Saturday, December 31, 2011

Robinson Gruesome [Cthulhu]

With icy roads curtailing my birthday plans somewhat, an alternative took the form of spending the afternoon running a Call of Cthulhu session for The Wife. I used the scenario Robinson Gruesome from the excellent collection Monophobia: A Fear of Solitude, which consists of three adventures designed for just one Keeper and one PC. With little or no prep time, I found Robinson Gruesome easy to run and play, and The Wife and I had a great time.

The scenario began with The Wife's character, Dabnus Uxbridge (a hardboiled detective and crimebuster) on board a small two-passenger plane over the Pacific on the trail of Alexander Dane, a dashing adventurer who had gone missing in the area some months earlier. When the plane's engines went kaput and a crash was imminent, with only a small deserted island available to land on (or near, in this case), the reason for the pun in the title and similarities to the beginning of Lost became apparent. Although the plane's pilot was killed by a shark shortly after it crash-landed near the island, Dabnus survived the short swim and washed up on the beach. He made do for about a week before spotting a canoe approaching, containing six native warriors, a native priest, and a sacrifice intended for a volcanic chimney in the center of the island. Not exactly politically correct or historically accurate for the vast majority of native cultures, but, in any event, Dabnus waited until the natives were about to throw their poor sacrifice into the volcanic chimney and then jumped out of hiding, setting off flares, firing his pistol in the air, and dancing around like a madman. He scared away some of the warriors, and then shot another warrior and the priest into unconsciousness.
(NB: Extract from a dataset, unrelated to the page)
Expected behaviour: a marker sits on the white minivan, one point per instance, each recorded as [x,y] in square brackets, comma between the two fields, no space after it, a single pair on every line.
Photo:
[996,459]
When the Son of Dagon (a monstrous Deep One) appeared to claim his sacrifice, a good Luck roll resulted in the wounded and unconscious priest being eaten instead. In the style of pulp adventures of the time period (1920s and 1930s), the remaining natives recognized Dabnus as some sort of spiritual being and followed his directions to take him off the island in their canoe. After a short voyage at sea, the canoe reached the native village; and waiting there was the object of Dabnus' search, Alexander Dane.
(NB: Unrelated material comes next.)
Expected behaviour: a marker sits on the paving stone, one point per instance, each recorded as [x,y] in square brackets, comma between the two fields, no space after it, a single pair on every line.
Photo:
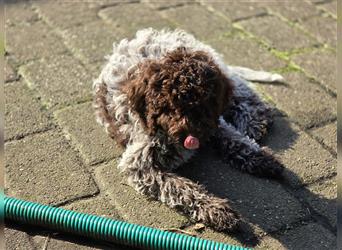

As always, the fun thing with gaming is how almost nothing goes according to script. According to the scenario, the PC was supposed to lose all of his equipment in the crash; I enforced this as much as I could, but The Wife emphasized that, as the plane was going down, the one thing Dabnus was making sure he held on to was his pistol (and a successful Luck roll kept the ammo dry and intact). Having a pistol then changed subsequent events, as Dabnus did exactly what the scenario stated no sane PC would ever do: challenge the priest and warriors the first time they came to the island. With some great rolls and rewards for clever strategy, Dabnus emerged more-or-less unscathed by the adventure. Perhaps not what was intended, but we had a lot of fun and helped to flesh out a brand new PC who might appear in a future campaign. So all in all, a good time and we're looking forward to trying the other two scenarios in the collection in the near future.

1 comment:

marcus bone said...

Hi there!

Just wanted to to say thanks for running Robinson Gruesome. It's great to hear how others run this game!